Additionally, physical abuse, infidelity and irreconcilable differences are not recognized as valid reasons for securing civil annulment.
The current version of the proposed divorce bill allows couples to choose between filing for an absolute divorce, a legal separation and annulment of marriage. It also guarantees a waiver of court fees for indigent divorce applicants and a speedy resolution of proceedings under certain grounds.
“The bill is responsive to the various situations of couples who want divorce,” Elizabeth Angsioco, chairperson of the Democratic Socialist Women of the Philippines and member of the divorce bill technical working group, told DW.

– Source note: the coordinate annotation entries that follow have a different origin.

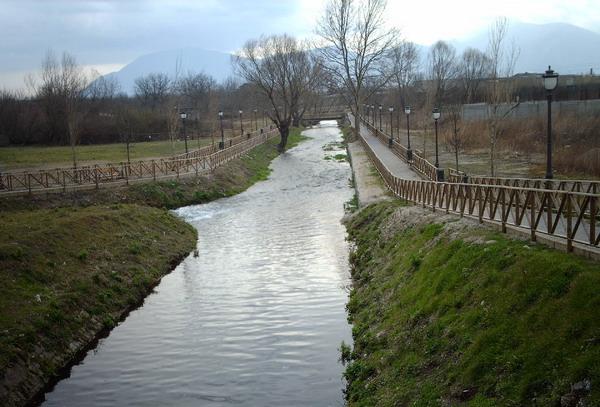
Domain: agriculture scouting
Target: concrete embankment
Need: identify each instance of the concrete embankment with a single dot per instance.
(73, 265)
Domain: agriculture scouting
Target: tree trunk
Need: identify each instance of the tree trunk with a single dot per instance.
(284, 132)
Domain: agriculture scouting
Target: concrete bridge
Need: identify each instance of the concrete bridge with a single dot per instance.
(332, 113)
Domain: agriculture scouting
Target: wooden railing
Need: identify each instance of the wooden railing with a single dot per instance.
(57, 179)
(570, 216)
(588, 186)
(418, 162)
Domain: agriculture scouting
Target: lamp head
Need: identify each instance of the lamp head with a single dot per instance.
(550, 79)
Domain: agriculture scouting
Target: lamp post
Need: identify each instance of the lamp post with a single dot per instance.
(550, 83)
(391, 141)
(439, 171)
(222, 142)
(183, 116)
(408, 149)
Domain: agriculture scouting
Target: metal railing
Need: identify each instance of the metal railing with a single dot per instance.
(194, 162)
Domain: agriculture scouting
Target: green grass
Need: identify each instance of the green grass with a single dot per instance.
(70, 264)
(467, 318)
(12, 158)
(67, 273)
(230, 179)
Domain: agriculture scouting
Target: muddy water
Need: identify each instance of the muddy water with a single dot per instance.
(256, 319)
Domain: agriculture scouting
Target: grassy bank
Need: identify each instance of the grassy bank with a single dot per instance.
(448, 313)
(71, 265)
(229, 179)
(66, 274)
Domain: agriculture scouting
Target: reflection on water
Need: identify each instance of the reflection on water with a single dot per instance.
(256, 318)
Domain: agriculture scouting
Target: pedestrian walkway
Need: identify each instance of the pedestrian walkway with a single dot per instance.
(368, 184)
(396, 166)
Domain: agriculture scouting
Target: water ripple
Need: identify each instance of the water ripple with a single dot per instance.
(256, 318)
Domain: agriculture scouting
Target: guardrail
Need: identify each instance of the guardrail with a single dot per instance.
(61, 179)
(570, 216)
(588, 186)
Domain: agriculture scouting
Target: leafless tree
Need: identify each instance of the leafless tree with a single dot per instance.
(404, 63)
(441, 70)
(102, 88)
(62, 88)
(153, 89)
(282, 69)
(355, 46)
(500, 90)
(474, 69)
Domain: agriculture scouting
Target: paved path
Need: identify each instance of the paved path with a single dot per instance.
(367, 182)
(396, 166)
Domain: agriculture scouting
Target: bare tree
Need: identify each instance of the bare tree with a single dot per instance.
(441, 70)
(153, 89)
(62, 89)
(474, 69)
(282, 69)
(404, 63)
(501, 88)
(355, 47)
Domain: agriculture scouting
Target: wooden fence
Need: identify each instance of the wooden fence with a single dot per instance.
(194, 162)
(569, 215)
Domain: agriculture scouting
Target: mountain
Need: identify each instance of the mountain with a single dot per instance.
(214, 63)
(568, 48)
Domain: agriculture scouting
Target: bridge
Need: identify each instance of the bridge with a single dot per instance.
(331, 113)
(561, 213)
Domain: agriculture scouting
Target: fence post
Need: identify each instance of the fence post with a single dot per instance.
(532, 220)
(569, 224)
(593, 210)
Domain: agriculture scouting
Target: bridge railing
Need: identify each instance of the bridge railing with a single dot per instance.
(57, 179)
(570, 216)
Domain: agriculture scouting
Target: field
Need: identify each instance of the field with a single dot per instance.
(19, 158)
(447, 313)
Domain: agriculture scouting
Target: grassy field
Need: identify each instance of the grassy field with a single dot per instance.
(71, 264)
(13, 158)
(454, 314)
(67, 273)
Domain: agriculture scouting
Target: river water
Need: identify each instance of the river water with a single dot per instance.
(257, 318)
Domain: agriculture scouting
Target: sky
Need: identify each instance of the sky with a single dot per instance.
(107, 34)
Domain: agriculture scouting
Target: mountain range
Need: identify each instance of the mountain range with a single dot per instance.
(568, 48)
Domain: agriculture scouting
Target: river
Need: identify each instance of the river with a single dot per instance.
(256, 319)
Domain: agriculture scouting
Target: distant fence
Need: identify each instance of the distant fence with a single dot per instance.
(62, 179)
(525, 110)
(567, 210)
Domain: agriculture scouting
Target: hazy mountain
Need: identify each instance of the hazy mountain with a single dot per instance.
(217, 64)
(568, 48)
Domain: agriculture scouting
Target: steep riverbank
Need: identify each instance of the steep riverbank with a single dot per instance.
(73, 265)
(446, 312)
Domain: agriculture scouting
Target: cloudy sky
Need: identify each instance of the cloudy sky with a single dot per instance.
(106, 34)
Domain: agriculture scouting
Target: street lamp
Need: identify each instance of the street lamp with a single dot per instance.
(183, 116)
(408, 149)
(550, 83)
(222, 142)
(391, 110)
(439, 171)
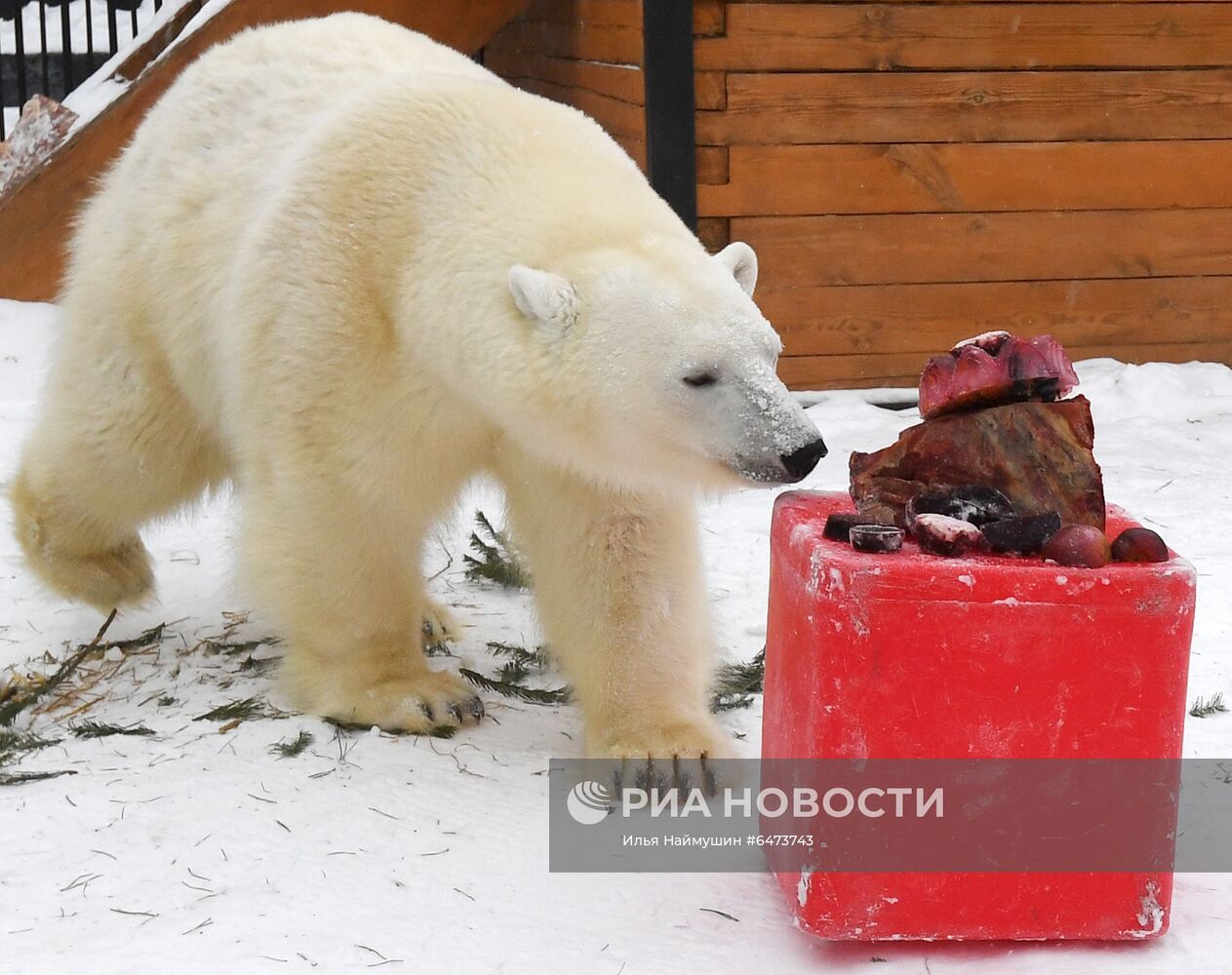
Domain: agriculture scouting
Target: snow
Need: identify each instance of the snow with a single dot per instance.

Supporters and opponents of the bill
“It is about time that we allow divorce in the Philippines. Many couples are already living separately and need closure to move on,” Maviv Millora, a member of Divorce Advocates of the Philippines (DAP), told DW.
DAP started out as a Facebook support group giving advice to people on how to end their marriages without going through the tediously long annulment process. The group has now moved on to lobbying and advocacy.
The country’s powerful Catholic Church, which was once a major opponent of the divorce bill, has also softened its stance on the issue, according to Congressman Edcel Lagman, one of the main authors of the divorce bill.
“The Church has no serious grounds to oppose this bill. They have their own canonical divorce proceedings,” Lagman told DW.
The divorce bill could face its biggest challenge in the Senate where no counterpart bill has been filed yet. In the Philippine bicameral system, a counterpart bill is needed for the main bill to become law.
“I’m not aware of any senator being interested [in a counterpart bill],” said Vicente Sotto III, the majority leader in the Senate.
“The prospects of the proposed divorce bill to pass the Senate are dim,” said Sotto, who is one of the senators who oppose divorce legalization.
“If President Rodrigo Duterte endorses the bill, the Senate will have to support it as well. If he doesn’t, passing it from the Senate will be a challenge,” said Lagman.